With what had been billed as the final deadline for electoral registration having passed on Friday, the President of the African National Congress yesterday proposed an extension of the deadline so that time might be found to persuade the rejectionists to change their minds.
Addressing some 20,000 people at an ANC rally in Pietersburg, Northern Transvaal, Mr Mandela repeated his words of last week and said he remained prepared to go down on his knees to ensure peace in South Africa.
Mr Mandela told the crowd: 'We must develop absolute patience and the ability to understand the fears of others . . . These are temporary setbacks.' The setbacks in question concerned the far-right coalition, the Afrikaner Volksfront. Late on Friday night the Volksfront's most high-profile leader, General Constand Viljoen, decided in the face of opposition from his own ranks to register for the election.

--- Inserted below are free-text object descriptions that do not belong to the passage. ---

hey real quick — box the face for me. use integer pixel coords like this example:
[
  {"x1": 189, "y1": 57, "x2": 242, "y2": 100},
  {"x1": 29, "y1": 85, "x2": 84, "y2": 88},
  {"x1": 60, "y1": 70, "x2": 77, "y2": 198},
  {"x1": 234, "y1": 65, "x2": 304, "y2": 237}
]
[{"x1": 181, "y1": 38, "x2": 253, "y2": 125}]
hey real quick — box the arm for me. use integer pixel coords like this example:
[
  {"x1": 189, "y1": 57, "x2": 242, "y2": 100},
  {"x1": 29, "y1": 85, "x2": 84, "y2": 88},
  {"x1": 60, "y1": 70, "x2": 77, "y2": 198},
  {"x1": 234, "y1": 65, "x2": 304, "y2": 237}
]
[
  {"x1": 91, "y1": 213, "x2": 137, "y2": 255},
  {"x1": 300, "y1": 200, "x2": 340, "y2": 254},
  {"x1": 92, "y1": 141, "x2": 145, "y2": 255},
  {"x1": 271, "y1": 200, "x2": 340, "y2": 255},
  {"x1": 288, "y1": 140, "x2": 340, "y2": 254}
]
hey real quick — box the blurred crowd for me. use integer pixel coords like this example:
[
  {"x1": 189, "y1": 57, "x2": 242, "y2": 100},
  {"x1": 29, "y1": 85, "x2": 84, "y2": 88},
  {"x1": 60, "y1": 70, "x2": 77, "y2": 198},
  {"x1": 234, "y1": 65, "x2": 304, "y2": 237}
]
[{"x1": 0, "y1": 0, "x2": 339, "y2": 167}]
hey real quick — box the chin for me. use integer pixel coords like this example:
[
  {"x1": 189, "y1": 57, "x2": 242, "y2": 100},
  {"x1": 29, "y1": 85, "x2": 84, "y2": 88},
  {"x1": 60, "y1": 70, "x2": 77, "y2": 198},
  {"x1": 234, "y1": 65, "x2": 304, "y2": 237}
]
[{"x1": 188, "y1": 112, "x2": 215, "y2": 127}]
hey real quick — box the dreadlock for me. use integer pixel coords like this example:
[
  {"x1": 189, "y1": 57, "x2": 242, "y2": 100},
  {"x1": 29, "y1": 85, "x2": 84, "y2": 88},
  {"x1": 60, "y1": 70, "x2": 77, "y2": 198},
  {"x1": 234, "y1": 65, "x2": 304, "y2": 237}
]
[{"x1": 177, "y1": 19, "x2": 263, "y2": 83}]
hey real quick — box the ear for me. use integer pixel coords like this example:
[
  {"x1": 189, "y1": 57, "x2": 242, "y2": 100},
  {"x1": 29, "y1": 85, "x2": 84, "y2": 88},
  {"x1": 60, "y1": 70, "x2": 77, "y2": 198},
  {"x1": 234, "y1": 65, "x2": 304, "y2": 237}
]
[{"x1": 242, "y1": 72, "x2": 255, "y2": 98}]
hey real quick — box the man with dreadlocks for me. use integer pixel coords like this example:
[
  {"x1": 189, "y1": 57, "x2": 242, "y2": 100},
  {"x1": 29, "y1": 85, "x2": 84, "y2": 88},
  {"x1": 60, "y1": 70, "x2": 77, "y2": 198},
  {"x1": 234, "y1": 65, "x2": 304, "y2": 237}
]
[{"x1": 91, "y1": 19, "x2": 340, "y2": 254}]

But at a Volksfront meeting on Saturday he was overruled by his own people, notably by the Conservative Party leader Ferdi Hartzenberg, and it was announced that the organisation would categorically not take part in the elections. Mr Hartzenberg's position is that the government and the ANC have not provided sufficient guarantees that a separate Afrikaner state will be created under the new dispensation.
So far South Africa's two main political players have only gone so far as to state that the volkstaat option will receive serious attention under the coalition government that will emerge after next month's poll.
Although General Viljoen has caved in, the suspicion in political circles is that deep tensions remain within the far right and the possibility still exists that the 'moderates' will break away and form their own party. General Viljoen's supporters include General Tienie Groenewald, a former military intelligence chief, and General Kobus Visser, who was head of police CID.
The Inkatha leader, Mangosuthu Buthelezi, appears to have been mollified for the moment. He also 'provisionally registered' for the election on Friday night, but so far has not changed his mind.